Abstract

Multimodal Named Entity Recognition (MNER) aims to identify entities of predefined types in text by leveraging information from multiple modalities, most notably textual and visual information. Most efforts concentrate on improving cross-modality attention mechanisms to facilitate guidance between modalities. However, they still suffer from certain limitations: (1) it is difficult to establish a unified representation to bridge the semantic gap among different modalities; (2) mining the implicit relationships between text and image is crucial yet challenging. In this paper, we propose an Instruction Construction and Knowledge Alignment Framework for MNER named ICKA to address these issues. Specifically, we first employ a multi-head cross-modal attention mechanism to obtain the cross-modal fusion representation by fusing features from text–image pairs. Then, we integrate external knowledge from the pre-trained vision-language model (VLM) to facilitate semantic alignment between text and image and obtain inter-modality connections.

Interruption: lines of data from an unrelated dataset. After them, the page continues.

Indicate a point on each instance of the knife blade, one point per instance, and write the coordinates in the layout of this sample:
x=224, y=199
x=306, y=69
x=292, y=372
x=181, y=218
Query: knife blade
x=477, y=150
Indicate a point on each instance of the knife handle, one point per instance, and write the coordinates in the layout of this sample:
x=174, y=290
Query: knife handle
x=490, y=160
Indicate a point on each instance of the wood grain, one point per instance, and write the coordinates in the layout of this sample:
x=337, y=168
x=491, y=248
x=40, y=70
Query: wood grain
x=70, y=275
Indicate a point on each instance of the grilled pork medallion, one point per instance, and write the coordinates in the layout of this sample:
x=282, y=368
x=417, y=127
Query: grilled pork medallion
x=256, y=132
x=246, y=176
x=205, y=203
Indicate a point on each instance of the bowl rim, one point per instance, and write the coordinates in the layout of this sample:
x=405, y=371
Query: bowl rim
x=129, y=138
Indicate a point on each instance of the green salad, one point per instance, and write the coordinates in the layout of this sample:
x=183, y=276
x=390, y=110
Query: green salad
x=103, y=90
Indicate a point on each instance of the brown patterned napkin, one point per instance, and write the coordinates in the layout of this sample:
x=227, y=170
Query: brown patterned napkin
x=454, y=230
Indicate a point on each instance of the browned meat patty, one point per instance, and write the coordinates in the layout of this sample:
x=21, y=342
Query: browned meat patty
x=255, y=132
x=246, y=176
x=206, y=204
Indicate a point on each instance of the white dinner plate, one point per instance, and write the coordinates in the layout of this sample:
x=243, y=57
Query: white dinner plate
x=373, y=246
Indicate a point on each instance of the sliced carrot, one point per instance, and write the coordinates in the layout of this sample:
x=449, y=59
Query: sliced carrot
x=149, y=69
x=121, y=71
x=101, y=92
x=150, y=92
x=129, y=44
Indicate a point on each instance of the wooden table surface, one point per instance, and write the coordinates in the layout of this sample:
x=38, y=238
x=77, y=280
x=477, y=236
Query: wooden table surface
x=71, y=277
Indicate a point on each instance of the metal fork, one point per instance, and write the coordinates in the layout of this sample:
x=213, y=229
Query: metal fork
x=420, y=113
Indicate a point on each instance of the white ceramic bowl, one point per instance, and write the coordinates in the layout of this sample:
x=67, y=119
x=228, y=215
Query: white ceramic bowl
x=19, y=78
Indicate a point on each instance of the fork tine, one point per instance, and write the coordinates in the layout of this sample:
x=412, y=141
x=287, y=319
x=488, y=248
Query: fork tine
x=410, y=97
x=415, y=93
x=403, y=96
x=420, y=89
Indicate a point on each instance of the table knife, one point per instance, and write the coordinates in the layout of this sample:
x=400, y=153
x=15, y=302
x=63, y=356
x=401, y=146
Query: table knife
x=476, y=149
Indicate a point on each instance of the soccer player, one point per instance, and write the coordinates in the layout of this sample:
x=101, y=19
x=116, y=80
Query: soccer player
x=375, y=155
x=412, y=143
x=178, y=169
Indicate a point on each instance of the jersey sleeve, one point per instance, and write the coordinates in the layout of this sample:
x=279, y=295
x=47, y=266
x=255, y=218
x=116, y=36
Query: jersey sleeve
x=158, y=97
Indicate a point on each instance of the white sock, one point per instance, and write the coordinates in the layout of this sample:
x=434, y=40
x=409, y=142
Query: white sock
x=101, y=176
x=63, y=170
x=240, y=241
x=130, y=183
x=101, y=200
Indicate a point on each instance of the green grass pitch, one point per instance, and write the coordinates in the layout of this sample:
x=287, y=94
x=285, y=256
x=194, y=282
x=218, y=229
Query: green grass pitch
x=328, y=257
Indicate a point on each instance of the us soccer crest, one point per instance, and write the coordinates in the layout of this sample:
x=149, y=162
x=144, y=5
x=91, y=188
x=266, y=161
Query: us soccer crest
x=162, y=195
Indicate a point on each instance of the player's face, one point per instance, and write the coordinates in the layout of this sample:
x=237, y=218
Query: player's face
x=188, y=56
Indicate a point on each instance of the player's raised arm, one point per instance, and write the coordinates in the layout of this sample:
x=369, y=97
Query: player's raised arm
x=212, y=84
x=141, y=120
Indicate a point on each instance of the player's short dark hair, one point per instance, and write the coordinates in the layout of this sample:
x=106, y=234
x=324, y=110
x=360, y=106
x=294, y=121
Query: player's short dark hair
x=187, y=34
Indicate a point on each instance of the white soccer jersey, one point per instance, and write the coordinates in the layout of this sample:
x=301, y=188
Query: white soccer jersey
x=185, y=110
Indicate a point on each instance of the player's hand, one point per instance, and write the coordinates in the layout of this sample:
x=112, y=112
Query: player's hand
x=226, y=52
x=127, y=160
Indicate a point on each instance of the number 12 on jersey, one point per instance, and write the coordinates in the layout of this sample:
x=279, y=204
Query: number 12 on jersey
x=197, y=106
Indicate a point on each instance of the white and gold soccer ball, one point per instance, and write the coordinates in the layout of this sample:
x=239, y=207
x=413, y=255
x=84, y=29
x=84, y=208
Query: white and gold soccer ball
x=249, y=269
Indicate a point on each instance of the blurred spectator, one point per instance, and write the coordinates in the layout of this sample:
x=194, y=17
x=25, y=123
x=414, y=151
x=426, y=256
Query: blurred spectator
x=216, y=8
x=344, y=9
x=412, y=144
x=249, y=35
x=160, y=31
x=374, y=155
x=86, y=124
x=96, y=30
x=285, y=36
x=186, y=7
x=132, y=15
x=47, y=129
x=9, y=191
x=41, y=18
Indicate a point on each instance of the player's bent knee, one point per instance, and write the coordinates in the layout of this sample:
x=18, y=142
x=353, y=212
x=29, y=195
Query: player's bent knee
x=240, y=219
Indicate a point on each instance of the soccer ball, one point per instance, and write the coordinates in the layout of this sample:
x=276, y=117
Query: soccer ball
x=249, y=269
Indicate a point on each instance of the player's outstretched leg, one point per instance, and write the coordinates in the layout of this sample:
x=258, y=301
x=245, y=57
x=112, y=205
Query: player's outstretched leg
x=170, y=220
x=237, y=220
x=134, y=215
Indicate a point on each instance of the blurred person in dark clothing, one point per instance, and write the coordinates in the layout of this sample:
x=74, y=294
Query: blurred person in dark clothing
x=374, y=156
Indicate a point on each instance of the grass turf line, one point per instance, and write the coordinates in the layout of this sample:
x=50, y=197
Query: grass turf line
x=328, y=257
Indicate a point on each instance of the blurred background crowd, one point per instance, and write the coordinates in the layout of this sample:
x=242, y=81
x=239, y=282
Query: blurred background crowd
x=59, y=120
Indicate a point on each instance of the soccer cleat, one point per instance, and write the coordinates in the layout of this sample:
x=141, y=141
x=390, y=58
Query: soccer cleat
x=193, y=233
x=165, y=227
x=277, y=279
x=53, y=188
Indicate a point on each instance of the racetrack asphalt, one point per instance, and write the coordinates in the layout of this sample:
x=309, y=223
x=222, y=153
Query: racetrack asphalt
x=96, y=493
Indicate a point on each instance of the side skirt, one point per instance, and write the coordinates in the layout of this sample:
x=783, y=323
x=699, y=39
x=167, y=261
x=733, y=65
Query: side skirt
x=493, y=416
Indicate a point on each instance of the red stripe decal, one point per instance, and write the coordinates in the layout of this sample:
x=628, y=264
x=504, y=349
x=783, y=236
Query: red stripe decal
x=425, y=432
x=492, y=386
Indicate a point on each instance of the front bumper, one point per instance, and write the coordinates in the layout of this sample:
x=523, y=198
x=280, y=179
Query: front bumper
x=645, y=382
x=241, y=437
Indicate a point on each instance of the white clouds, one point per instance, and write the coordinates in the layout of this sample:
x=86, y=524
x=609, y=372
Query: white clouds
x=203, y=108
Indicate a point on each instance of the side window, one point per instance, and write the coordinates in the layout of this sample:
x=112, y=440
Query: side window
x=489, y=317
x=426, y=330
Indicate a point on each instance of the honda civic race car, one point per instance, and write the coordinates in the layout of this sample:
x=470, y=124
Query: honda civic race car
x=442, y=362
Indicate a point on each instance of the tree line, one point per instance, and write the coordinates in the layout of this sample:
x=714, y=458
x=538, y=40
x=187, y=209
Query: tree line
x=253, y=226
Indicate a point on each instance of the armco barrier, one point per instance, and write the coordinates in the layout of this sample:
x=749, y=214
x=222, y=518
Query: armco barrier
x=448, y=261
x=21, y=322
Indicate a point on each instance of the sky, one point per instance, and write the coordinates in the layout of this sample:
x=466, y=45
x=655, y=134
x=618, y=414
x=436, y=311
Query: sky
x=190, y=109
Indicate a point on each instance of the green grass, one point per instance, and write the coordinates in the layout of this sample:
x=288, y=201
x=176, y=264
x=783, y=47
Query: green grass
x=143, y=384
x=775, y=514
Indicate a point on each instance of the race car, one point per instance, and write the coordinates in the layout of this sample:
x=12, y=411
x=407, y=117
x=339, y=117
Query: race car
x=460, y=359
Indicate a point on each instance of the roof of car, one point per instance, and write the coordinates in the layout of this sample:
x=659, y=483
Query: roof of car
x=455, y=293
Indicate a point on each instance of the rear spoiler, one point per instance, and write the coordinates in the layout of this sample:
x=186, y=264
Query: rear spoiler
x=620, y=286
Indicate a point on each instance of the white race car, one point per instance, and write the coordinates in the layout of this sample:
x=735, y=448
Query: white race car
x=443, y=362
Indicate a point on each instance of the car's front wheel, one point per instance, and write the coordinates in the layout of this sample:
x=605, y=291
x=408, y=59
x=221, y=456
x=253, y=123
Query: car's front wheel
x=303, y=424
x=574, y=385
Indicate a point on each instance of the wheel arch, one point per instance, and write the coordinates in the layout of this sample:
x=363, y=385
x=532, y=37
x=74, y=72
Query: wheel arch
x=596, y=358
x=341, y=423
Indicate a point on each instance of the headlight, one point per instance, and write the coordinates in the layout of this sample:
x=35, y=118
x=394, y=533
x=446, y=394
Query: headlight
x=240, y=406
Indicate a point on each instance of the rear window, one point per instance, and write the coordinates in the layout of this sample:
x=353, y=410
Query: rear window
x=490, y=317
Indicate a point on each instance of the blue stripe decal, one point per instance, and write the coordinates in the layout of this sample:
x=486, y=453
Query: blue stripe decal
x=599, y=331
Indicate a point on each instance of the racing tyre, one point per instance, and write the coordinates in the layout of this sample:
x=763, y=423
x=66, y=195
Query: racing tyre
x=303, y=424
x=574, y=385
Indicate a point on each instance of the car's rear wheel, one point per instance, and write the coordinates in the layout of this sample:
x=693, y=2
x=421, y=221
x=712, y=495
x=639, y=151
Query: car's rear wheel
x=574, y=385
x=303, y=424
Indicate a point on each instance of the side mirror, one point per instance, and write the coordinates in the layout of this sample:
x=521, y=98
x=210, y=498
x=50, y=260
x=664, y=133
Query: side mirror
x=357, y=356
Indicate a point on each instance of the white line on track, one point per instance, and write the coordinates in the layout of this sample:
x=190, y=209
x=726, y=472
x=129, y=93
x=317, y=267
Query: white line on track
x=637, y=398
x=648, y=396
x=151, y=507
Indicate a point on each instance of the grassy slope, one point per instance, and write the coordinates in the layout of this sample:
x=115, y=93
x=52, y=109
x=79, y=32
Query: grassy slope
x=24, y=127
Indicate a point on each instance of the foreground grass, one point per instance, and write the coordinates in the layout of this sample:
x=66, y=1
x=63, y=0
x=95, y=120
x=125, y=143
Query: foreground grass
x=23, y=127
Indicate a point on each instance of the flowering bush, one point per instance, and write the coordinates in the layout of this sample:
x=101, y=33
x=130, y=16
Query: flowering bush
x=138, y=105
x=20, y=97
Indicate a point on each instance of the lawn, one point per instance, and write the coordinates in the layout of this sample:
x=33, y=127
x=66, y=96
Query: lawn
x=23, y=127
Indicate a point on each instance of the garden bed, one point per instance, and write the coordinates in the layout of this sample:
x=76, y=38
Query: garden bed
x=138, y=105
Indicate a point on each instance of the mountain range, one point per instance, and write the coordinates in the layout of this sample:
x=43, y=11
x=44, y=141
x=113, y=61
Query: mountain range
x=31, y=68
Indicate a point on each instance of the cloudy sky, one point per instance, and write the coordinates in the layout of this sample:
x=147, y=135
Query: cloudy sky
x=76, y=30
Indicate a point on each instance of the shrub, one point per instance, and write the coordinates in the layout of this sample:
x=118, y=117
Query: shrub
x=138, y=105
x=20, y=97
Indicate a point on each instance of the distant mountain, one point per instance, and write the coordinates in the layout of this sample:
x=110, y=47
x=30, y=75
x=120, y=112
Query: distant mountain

Next, we construct the multimodal instruction that consists of the modal features and uses the inter-modality connections as a bridge between them. We then integrate the instruction into the language model to effectively incorporate multimodal knowledge. Finally, we perform sequence labeling using a Conditional Random Fields (CRF) decoder with a gating mechanism. The proposed method achieves F1 scores of 75.42% on the Twitter2015 dataset and 87.12% on the Twitter2017 dataset, demonstrating the competitiveness of our method.